Doyle is perhaps best remembered for his role in Game Six of the World Series versus the Cincinnati Reds, which featured Carlton Fisk's dramatic twelfth-inning home run that has become one of baseball's most iconic highlights. In the bottom of the ninth inning, the score was tied, 6–6, and the bases were loaded with no outs with Doyle on third base. Batter Fred Lynn lifted a fly ball to short left field. After Reds left fielder George Foster made the catch, Doyle tagged up and attempted to score the winning run. He was thrown out at home plate, which inadvertently helped set the stage for Fisk's subsequent game-winning home run. After the game, Red Sox third-base coach Don Zimmer told the press, "I was yelling 'no, no, no' and with the crowd noise, he (Doyle) thought I was saying 'go, go, go. In Game 7, Doyle tried to turn a double play to close out the sixth inning after a grounder went from the shortstop to Doyle at second base, but his throw to first base, influenced by a sliding Pete Rose, ended up sailing into the dugout to prolong the inning—the next batter, Tony Pérez, hit a home run to cut Boston's lead to 3–2 in a game the Red Sox went on to lose, 4–3. In a World Series that included five future Hall of Fame players, (Note: Boston: Carlton Fisk and Carl Yastrzemski; Jim Rice was injured and did not play. Cincinnati: Johnny Bench, Joe Morgan, and Tony Pérez; manager Sparky Anderson is also a Hall of Fame inductee.) Doyle was the only player on either team to hit safely in all seven games.

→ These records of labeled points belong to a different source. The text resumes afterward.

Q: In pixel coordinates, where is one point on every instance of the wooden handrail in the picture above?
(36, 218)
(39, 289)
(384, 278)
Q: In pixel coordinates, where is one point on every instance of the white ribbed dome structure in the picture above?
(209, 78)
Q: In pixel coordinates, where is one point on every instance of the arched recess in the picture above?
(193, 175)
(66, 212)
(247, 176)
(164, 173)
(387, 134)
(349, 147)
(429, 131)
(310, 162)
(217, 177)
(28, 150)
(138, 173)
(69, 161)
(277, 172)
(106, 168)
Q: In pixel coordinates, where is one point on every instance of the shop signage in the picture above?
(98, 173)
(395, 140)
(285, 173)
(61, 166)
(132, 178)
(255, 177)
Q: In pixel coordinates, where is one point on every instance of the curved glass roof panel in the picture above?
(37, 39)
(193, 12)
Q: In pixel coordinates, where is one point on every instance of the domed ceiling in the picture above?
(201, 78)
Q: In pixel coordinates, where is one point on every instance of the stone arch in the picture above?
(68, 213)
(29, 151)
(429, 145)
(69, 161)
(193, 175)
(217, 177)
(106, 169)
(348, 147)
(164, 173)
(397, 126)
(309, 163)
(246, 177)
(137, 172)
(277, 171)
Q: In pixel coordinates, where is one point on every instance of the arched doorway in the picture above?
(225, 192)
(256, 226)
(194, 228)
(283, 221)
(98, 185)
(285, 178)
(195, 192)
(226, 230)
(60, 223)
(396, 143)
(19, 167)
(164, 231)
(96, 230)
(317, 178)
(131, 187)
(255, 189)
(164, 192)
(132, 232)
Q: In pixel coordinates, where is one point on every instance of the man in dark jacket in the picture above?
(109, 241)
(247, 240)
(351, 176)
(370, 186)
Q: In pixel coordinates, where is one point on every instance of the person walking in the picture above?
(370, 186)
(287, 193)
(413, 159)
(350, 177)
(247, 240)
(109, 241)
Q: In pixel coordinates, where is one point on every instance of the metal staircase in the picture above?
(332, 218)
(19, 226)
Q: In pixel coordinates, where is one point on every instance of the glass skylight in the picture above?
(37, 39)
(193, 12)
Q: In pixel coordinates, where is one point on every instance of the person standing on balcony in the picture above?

Doyle returned to Boston for 1976 and 1977, appearing in a total of 343 Red Sox games across three seasons while batting .261 with six home runs and 111 RBIs.

Overall, Doyle played in 944 MLB games between 1970 and 1977, finishing with a career .250 average along with 16 home runs and 237 RBIs. Defensively, he played 912 games as a second baseman, recording a .977 fielding percentage. He also made seven appearances as a third baseman, and four appearances as a shortstop.

==Personal life==
Doyle had two younger brothers, twins Brian Doyle and Blake Doyle, both of whom also played professional baseball. Doyle served as the president of Doyle Baseball Camps, which he founded in 1978 along with his brothers. Doyle died on December 20, 2022, at the age of 78.